Le 15 avril, les prix du pétrole continuent d’évoluer dans une fourchette presque stable après une forte baisse lors de la session précédente, le marché essayant d’équilibrer deux facteurs contradictoires : La reprise potentielle des négociations entre les États-Unis et l’Iran d’une part, et les inquiétudes persistantes concernant l’offre au Moyen-Orient d’autre part.
Cette situation reflète l’entrée du marché dans une phase d’équilibre à court terme, car les prix n’ont pas entamé une nouvelle baisse avec la même force, ni amorcé une vague haussière claire, ce qui a rendu les transactions prudentes et attentistes plutôt que d’évoluer dans une direction décisive.
Au cours de la journée de mercredi, le Brent a progressé d’environ 50 cents par baril, indiquant que le marché n’a pas poursuivi la violente trajectoire baissière de la session précédente. Les investisseurs semblent plus prudents, prenant en compte la possibilité d’un retour à la diplomatie entre Washington et Téhéran, mais ne sont pas prêts à abandonner complètement la prime de risque associée à la guerre et aux tensions régionales.
Au cours de la séance précédente, le Brent a chuté de 4,6 % pour s’établir à 94,79 dollars le baril, tandis que le WTI a perdu 7,9 % pour s’établir à 91,28 dollars, à la suite de signes indiquant que les pourparlers pourraient reprendre. C’est cette forte baisse qui a ouvert la voie au calme relatif actuel, le marché étant passé d’une réaction rapide et forte à une réévaluation plus équilibrée.
Selon les rapports économiques, les marchés ont accueilli positivement les signes que la tension entre les États-Unis et l’Iran pourrait s’apaiser, ce qui s’est également reflété dans le retour d’une partie des investisseurs sur les marchés boursiers, contre une baisse relative de la prime de risque qui avait soutenu les prix du pétrole au cours des derniers jours.
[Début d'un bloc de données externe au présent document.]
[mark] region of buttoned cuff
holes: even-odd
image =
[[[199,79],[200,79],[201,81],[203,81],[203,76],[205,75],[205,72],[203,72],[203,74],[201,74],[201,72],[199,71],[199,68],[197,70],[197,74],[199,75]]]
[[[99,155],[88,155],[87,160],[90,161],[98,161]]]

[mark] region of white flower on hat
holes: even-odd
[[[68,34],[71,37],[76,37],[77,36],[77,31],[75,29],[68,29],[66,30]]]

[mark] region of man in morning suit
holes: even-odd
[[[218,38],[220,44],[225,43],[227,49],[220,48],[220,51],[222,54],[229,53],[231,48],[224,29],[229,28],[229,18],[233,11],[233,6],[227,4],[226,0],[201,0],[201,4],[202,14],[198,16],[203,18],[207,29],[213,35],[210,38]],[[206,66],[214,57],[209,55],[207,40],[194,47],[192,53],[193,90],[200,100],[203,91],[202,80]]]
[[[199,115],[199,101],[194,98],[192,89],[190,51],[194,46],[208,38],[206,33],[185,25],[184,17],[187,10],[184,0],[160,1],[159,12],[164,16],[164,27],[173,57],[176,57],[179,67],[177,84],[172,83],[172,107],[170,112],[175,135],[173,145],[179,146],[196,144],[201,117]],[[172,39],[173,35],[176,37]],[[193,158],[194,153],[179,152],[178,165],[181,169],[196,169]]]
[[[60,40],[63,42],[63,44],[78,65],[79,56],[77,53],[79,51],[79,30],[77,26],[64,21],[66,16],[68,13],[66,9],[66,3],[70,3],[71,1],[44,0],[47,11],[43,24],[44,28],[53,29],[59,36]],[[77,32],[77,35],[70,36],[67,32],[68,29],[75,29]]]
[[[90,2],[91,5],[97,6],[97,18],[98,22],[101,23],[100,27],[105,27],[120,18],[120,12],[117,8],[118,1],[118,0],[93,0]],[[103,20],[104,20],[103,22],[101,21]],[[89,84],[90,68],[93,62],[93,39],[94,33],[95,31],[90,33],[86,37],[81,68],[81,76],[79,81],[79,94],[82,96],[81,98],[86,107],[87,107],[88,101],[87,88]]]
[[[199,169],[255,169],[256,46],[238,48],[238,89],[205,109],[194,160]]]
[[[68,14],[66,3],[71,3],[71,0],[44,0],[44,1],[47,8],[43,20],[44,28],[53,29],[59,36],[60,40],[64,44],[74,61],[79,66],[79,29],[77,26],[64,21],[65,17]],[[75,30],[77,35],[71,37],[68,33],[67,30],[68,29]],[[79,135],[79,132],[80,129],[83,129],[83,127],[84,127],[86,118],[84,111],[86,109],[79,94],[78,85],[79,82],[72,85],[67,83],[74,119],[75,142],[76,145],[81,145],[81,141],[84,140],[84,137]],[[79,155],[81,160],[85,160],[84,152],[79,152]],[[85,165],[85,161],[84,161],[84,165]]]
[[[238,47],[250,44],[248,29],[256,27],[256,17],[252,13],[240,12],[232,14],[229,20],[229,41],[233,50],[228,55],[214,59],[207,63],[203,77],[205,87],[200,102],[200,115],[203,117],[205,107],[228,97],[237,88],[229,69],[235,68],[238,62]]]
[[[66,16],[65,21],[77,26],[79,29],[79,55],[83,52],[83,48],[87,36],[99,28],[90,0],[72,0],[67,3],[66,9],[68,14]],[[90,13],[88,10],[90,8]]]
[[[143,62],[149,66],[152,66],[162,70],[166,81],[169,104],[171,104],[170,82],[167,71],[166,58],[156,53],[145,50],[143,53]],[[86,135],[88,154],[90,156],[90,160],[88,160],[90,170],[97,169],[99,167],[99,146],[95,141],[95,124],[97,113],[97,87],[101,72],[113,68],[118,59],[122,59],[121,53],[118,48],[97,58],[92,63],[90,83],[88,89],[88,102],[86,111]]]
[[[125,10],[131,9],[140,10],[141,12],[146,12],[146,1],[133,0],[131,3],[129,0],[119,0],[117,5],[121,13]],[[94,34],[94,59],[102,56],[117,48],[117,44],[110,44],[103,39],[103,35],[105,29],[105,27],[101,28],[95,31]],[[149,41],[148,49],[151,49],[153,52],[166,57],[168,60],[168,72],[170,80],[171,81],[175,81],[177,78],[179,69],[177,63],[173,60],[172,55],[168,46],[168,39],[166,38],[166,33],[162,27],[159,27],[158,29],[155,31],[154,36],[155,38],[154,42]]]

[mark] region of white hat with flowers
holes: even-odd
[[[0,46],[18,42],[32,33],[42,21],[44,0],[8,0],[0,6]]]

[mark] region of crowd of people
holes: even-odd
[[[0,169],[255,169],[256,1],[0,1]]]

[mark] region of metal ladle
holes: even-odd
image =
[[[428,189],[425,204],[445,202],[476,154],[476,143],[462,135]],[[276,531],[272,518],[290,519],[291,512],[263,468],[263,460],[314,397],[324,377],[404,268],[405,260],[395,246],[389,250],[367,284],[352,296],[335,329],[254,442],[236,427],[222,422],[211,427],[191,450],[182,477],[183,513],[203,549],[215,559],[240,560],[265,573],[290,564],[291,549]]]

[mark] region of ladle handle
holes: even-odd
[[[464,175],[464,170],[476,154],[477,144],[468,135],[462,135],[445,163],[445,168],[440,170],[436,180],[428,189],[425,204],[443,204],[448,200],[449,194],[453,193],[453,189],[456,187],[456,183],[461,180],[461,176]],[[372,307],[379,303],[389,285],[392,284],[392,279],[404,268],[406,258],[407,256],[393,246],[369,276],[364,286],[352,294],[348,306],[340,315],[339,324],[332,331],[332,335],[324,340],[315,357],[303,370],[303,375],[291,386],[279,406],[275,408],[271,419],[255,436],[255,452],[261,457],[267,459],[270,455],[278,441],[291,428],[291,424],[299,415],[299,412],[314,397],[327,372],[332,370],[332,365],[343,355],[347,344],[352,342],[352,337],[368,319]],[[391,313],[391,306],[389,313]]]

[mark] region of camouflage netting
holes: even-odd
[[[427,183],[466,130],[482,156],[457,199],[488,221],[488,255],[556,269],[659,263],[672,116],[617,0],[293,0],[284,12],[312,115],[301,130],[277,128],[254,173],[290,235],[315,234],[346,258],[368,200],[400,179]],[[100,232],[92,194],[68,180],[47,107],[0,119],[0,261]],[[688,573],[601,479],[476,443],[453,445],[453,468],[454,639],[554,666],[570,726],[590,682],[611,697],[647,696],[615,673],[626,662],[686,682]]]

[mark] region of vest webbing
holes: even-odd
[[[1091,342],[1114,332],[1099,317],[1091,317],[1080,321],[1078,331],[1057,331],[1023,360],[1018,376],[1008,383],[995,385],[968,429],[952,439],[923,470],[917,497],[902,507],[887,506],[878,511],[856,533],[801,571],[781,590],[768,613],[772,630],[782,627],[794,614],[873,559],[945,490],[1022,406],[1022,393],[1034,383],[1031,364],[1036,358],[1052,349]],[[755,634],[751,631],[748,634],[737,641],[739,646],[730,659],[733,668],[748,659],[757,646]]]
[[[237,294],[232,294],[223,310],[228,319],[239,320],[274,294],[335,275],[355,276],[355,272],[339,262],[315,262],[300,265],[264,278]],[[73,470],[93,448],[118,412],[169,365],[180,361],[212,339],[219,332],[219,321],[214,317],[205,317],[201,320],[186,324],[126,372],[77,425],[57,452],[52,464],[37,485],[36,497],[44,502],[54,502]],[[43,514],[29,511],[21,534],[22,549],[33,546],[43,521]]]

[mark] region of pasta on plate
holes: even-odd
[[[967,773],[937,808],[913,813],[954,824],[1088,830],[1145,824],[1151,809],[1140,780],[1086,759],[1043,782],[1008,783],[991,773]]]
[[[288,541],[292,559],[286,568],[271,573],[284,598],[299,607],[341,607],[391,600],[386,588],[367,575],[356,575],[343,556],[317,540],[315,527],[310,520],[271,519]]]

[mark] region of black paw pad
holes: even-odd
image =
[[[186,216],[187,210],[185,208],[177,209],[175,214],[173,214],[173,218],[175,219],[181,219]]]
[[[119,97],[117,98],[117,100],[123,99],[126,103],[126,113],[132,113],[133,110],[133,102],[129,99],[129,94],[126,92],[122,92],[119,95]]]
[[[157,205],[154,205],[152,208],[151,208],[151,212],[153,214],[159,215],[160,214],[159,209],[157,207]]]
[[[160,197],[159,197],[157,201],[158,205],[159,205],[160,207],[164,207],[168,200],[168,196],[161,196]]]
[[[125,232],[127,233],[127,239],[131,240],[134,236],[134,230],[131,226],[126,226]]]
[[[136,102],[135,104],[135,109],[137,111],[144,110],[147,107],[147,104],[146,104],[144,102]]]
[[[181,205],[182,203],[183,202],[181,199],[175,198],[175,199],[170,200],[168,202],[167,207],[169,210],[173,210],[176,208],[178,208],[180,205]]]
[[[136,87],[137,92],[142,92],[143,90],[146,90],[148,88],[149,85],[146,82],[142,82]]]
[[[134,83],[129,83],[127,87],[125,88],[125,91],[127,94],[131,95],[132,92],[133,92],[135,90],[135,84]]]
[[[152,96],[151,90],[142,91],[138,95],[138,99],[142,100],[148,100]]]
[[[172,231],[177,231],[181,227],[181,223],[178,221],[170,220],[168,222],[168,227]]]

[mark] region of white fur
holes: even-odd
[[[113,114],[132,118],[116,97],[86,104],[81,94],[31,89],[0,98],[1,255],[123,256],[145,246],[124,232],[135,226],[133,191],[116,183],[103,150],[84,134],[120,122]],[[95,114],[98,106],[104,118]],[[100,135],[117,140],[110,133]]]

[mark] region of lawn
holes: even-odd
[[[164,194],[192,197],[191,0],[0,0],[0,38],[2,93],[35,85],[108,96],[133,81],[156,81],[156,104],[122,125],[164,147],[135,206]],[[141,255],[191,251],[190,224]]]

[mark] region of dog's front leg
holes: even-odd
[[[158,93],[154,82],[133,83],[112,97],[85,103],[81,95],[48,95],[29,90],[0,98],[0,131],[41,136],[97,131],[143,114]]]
Les menaces liées au Moyen-Orient et à la sécurité maritime dans la région sont toujours bien présentes, empêchant les prix de s’enfoncer davantage dans une baisse plus profonde ou de revenir rapidement à une trajectoire fortement ascendante.
Sur la base de ces éléments, on peut dire qu’au 15 avril, le marché pétrolier est entré dans une phase de relative stabilité après le choc de la session précédente. Les prix ne baissent plus avec la même intensité, mais ils n’ont pas non plus retrouvé leur élan haussier, car le marché continue à évaluer deux possibilités en même temps : Les chances de négociations d’une part, et la possibilité d’une ré-escalade d’autre part.